Bundesgartenschau Potsdam

Bundesgartenschau in Potsdam

Offizielles Logo der Bundesgartenschau in Potsdam

Bundesgartenschau Potsdam – Ein historisches Fest für die Sinne
Vom 21. April bis zum 7. Oktober 2001 stand Potsdam vor einer besonderen Herausforderung. Denn in dieser Zeit konzentrierte sich das öffentliche Interesse auf die Bundesgartenschau, die die brandenburgische Landeshauptstadt in neuem Licht erstrahlen lassen sollte. Gut 170 Tage lang war die Welt zu Gast in einer Stadt, die sich seit der Wiedervereinigung Deutschlands konsequent um die nachhaltige Sanierung ihres historischen Erbes bemüht.

Rund um das Zentrum des Schaugeländes im Bornstedter Feld breiteten sich verschiedene Themenparks aus, die letztlich die ganze Stadt erfassten. Unter dem Motto „Gartenkunst zwischen gestern und morgen“ entstanden botanische Kulissen, die dem Besucher das Wesen und die charakteristischen Merkmale des einmaligen Potsdamer Kulturerbes nahe bringen sollten. Zu den Hauptattraktionen gehörten unter anderem die Motive „Orte am Fluss“, „Historische Innenstadt“, „Feldflur“ und „Biosphäre Potsdam“.
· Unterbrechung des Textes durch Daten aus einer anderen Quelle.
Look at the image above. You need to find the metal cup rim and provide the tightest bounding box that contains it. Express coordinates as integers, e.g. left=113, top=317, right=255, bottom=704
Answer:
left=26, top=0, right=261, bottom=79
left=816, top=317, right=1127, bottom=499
Ihren Anfang nahm die gartenbauliche Neugestaltung auf einem ehemaligen Militärgelände nördlich von Sanssouci. Das Bornstedter Feld wurde auf 73 Hektar in einen Volkspark verwandelt, der die kriegerische Nutzung hoffentlich bis in alle Zukunft vergessen macht. Schutzwälle, Wallkronen, Brücken und andere bauliche Reste aus der Vergangenheit wurden gezielt in die Parkgestaltung mit einbezogen. Unzählige Anlagen entführten Hobbygärtner, Landschaftsarchitekten und Botaniker in Rosengärten, Staudenwälder, Blumenwiesen und Kräutergärten. Dazu kamen spannende Gartenbauelemente, die gezielt auf häufig gestellte Fragen eingingen. In dieser Rubrik waren von der geschmackvollen Grabbepflanzung bis zur fachgerechten Unterbringung von Kübelpflanzen tatsächlich alle Themen vertreten.
Bis heute beherrschen Blumen und Stauden, Bäume und Sträucher und sogar Obst- und Gemüsebeete die Szene auf dem Bornstedter Feld. Der BUGA-Park oder Volkspark Potsdam bildete bereits im Frühjahr 2001 den Grundstein für ein neu angedachtes Wohngebiet, in dem sich im Lauf der kommenden Jahre rund 18000 Menschen ansiedeln sollten.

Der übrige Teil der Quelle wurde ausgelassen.